7 Essential Tips For Managing Your Mental Health During The Holiday

7 Essential Tips For Managing Your Mental Health During The Holiday

The holidays are a time for festivities and fun. However, this is not the case for some people. Between family obligations, festivals, tasks, and losing a loved one, the holidays can be a trying season for anyone.

Whether you’re coping with feelings that aren’t bright and merry or feeling the holiday blues, managing your mental health during the holiday season is crucial. Reports state that people with mental health issues experience a decline in their conditions during this period.

Taking care of your mental health or discussing your mental issues isn’t easy. However, it is a doable task with planning and commitment.

Fortunately, there are practical steps for navigating the holiday season’s emotional challenges to ensure stable mental well-being and enjoy your holiday. Here are seven essential tips for managing your mental health during the holidays.

Tips For Managing During The Festive Season

It’s normal to feel sometimes stressed, even during the holidays. The pressure to give gifts, attend social events, or travel can affect your mental health. Remember that feeling anxious is okay, but you mustn’t let it derail your festivities.

Below are some tips for managing your mental well-being during the holiday season

Make a Holiday Plan

Whether attending a host of social events or staying indoors during the holidays, your first step to managing your mental health is to create a holiday plan. Distinguish between what you need to do and what you want to do, and know the difference.

Understanding your stress triggers can help you prepare for stressful circumstances. If you know, certain events might increase your stress and anxiety levels, don’t be shy to say no to them and stay indoors.

On the contrary, attending one or two social events might benefit your mental health if you feel lonely during the festive season.

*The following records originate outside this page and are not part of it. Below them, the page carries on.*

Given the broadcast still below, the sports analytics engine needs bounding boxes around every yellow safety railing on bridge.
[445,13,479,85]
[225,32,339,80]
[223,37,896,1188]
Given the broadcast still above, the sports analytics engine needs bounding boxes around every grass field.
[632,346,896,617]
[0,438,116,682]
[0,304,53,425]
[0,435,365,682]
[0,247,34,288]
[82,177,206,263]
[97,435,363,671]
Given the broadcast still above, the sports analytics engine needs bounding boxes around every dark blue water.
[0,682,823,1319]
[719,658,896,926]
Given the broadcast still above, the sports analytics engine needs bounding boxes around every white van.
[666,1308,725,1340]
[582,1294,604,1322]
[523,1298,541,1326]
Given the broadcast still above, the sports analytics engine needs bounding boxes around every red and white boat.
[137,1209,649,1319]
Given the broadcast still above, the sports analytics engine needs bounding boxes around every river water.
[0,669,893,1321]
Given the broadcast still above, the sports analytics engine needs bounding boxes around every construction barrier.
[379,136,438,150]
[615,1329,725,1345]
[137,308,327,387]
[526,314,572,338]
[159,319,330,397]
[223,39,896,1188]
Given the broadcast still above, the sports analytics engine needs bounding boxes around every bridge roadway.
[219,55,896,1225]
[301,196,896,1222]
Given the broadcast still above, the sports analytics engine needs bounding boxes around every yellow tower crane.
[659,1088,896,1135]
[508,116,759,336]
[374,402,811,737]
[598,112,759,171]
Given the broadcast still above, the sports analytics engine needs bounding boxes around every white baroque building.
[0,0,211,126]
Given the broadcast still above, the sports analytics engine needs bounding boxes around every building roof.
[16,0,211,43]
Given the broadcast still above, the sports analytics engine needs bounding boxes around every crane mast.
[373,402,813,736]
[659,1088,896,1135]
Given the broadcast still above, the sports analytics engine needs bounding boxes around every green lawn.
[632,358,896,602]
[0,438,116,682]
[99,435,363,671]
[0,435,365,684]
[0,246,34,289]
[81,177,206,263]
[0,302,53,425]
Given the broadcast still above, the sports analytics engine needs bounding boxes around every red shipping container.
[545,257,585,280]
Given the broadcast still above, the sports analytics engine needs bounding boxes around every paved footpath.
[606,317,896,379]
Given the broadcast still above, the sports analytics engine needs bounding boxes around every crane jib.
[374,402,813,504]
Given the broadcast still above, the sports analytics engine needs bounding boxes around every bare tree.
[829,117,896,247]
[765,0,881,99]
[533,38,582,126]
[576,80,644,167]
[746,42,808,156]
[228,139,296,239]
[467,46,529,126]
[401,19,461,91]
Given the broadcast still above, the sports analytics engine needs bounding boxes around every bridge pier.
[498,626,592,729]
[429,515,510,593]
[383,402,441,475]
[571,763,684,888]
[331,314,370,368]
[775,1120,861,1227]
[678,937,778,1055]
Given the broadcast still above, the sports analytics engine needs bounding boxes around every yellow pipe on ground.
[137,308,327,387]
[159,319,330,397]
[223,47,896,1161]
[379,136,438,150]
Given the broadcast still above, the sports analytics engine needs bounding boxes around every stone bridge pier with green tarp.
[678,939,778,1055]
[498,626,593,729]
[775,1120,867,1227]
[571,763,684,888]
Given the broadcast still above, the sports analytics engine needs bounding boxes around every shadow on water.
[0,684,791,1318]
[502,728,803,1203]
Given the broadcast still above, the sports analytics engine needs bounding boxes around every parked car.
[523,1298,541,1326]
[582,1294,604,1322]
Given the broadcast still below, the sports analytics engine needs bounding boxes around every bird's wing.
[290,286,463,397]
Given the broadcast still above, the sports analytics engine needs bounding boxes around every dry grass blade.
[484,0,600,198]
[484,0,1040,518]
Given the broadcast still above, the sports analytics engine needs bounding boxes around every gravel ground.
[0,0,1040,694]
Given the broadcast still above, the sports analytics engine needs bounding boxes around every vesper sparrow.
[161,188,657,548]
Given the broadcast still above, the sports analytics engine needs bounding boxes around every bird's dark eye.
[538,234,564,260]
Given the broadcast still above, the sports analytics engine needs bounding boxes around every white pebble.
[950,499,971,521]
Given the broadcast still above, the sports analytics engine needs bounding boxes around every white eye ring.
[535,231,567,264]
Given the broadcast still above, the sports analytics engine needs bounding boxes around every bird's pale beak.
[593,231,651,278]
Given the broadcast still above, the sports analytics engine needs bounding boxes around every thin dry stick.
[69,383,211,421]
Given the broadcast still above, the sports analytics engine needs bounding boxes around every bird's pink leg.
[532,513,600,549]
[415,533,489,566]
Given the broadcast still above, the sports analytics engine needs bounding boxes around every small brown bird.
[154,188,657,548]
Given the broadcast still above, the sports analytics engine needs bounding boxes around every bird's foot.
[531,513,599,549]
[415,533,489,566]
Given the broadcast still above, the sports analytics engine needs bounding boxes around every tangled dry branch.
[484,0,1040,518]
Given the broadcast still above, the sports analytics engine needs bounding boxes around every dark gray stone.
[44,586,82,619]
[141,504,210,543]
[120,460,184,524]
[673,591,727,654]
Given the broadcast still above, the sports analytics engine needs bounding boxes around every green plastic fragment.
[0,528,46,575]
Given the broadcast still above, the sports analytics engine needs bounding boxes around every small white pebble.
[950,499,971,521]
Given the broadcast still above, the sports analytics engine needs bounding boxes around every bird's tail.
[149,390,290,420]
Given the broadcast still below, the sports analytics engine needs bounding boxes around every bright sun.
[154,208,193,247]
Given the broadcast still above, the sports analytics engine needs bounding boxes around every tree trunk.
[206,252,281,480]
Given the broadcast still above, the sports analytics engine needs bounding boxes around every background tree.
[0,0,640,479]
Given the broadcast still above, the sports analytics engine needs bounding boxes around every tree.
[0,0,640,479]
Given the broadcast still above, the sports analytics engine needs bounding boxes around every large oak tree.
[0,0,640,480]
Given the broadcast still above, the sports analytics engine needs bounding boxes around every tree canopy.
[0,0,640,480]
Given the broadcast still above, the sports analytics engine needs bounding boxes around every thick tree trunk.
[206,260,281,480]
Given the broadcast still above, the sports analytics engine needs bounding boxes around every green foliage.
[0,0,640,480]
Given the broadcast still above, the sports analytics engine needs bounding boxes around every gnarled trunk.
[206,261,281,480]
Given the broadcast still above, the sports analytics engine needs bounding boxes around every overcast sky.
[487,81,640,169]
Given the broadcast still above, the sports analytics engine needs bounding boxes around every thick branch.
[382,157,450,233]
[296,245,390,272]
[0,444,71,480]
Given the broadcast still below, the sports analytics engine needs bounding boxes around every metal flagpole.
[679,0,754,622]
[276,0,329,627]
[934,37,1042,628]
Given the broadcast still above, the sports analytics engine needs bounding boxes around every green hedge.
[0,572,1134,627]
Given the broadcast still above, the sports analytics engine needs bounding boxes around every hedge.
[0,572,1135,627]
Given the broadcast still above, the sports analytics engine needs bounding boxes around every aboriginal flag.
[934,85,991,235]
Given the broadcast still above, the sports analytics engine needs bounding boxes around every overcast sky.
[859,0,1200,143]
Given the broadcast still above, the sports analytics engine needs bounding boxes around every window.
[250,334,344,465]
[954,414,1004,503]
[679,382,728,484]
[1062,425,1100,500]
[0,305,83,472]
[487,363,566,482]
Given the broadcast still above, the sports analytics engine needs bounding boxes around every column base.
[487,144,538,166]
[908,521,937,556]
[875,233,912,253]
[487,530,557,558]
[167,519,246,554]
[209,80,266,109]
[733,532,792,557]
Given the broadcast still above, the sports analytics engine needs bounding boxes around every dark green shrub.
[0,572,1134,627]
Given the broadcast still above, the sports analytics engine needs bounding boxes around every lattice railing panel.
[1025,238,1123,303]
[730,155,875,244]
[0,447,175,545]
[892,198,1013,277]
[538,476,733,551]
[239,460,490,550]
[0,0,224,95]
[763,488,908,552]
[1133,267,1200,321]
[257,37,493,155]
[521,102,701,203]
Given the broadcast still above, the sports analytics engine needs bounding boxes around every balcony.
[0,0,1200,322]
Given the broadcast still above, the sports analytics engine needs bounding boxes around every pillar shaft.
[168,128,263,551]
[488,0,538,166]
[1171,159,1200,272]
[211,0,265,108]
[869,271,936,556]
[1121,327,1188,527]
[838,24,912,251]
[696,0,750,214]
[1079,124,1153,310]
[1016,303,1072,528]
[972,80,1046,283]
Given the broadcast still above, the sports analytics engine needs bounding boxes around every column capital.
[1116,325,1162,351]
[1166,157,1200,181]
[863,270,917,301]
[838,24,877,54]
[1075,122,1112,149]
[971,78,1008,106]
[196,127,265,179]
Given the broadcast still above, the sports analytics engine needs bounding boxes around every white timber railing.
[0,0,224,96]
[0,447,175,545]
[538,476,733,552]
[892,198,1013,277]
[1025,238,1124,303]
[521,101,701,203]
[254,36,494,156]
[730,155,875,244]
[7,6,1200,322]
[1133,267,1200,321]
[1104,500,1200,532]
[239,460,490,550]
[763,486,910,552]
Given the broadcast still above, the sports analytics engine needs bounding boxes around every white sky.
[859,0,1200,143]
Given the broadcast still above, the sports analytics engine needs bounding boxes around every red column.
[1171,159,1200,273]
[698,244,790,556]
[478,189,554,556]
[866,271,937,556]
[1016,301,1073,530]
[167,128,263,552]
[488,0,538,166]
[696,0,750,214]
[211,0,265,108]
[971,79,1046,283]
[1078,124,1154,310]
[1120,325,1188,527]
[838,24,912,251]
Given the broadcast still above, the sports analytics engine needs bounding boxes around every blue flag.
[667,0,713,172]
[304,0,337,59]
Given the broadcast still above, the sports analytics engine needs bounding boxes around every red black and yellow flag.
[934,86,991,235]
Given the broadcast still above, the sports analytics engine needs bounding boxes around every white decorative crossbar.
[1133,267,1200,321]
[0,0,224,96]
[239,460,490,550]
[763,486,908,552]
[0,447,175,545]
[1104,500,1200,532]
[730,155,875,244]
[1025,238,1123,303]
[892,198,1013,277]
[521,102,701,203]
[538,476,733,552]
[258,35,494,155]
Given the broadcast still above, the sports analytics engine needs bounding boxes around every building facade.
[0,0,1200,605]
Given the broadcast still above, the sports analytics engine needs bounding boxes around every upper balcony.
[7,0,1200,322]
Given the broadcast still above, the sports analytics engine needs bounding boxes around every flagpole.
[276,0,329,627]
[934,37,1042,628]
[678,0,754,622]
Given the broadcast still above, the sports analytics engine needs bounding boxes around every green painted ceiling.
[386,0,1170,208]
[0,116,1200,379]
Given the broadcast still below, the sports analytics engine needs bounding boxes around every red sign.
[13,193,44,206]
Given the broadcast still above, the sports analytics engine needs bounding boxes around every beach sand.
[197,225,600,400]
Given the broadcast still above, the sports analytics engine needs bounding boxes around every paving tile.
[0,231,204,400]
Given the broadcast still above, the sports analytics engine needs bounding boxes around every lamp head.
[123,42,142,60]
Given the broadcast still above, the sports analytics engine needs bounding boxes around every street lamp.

Always remember that it’s perfectly okay to say no to plans that don’t make you feel good or fit into your schedule.

Get Plenty of Sleep

It’s very easy to forgo sleep during the holidays. However, it would be best to recognize that sleep is crucial to mental and physical well-being. Studies show that lack of sleep can severely impact your mood and contributes to increasing insomnia rates.

Sleep is an effective regulator of your emotions. It helps you survive the vortex of social events you must attend without being irritable. Getting enough sleep also increases your energy levels and reduces stress.

Create a sleep schedule and stick to it no matter what. Remember that the average adult needs about 7 to 8 hours of sleep daily to function properly. Don’t play with your rest, even if you need to do a little Christmas shopping.

Establish Boundaries

Setting boundaries with your family and friends during the holidays is crucial to managing your mental health. Family dynamics are stressful, and setting boundaries with your family and friends can be challenging.

However, it would help if you recognized that being generous and accommodating doesn’t have to occur at the expense of your mental well-being. Speak up if an event or situation bothers you. Feeling upset about tasks, occurrences, or conditions that don’t contribute to your healthy mental state is okay.

Setting boundaries also frees you from obligations or situations that might damage your mental health. Remember to be polite and treat every complicated family or friend dynamic respectfully.

Manage Your Expectations

As you attend holiday events and interact with friends and family, you might not hit your mark with the interaction. Someone might be less excited about the holidays than you are. On the contrary, the fellow might be more excited than you are about the holiday season.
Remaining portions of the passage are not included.